Зато для Стега общение с ними стало кладезем информации, поскольку тот узнал имена большей части их прежней команды. И очень огорчился, обнаружив, что один из них, причем самый главный из кровников, лично убивший боярина Видбора и его жену, уже покинул Константинополь и теперь до него не дотянуться. Однако оставшуюся тройку Стег упускать не собирался. И, увольняясь из рядов императорской гвардии, тогда еще не Измор решил отплатить кровникам той же монетой: устроил для друзей и недругов совместную пирушку, после которой все ее участники покинули византийскую столицу. Друзья — через парадные Золотые ворота, враги — по главной канализационной трубе.

Вернувшись на историческую родину, но не в Чернигов, а в Киев вместе с обретенными за время службы друзьями, варягами, кстати, Стег без проблем (бывший варанг и крутой воин) вступил в общество почитателей Перуна и пару лет провел под знаменем князя Аскольда.
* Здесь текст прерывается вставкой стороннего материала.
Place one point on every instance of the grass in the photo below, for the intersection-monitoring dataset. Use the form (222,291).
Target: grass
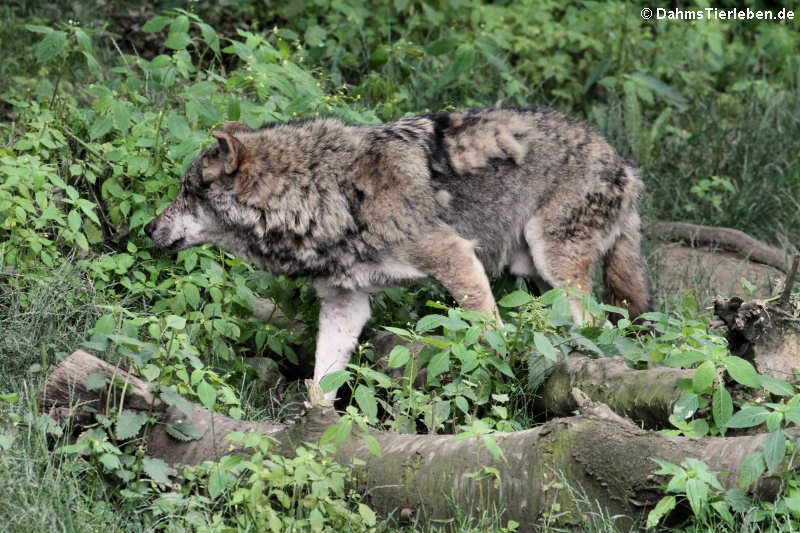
(746,141)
Свое прозвище «Измор» Стег заработал именно в киевской дружине. А покинул он ее после того, как сходил с Аскольдом и его побратимом Диром в грабительский поход на своих прежних работодателей-ромеев.

Увы, поход оказался неудачным. Еле ноги унесли.

Осознав, что он мог вот так запросто погибнуть, так и не отомстив, Стег покинул киевскую дружину, прихватив с собой друзей, и наконец-то вступил обеими ногами, вернее, четырьмя копытами коня на путь мщения.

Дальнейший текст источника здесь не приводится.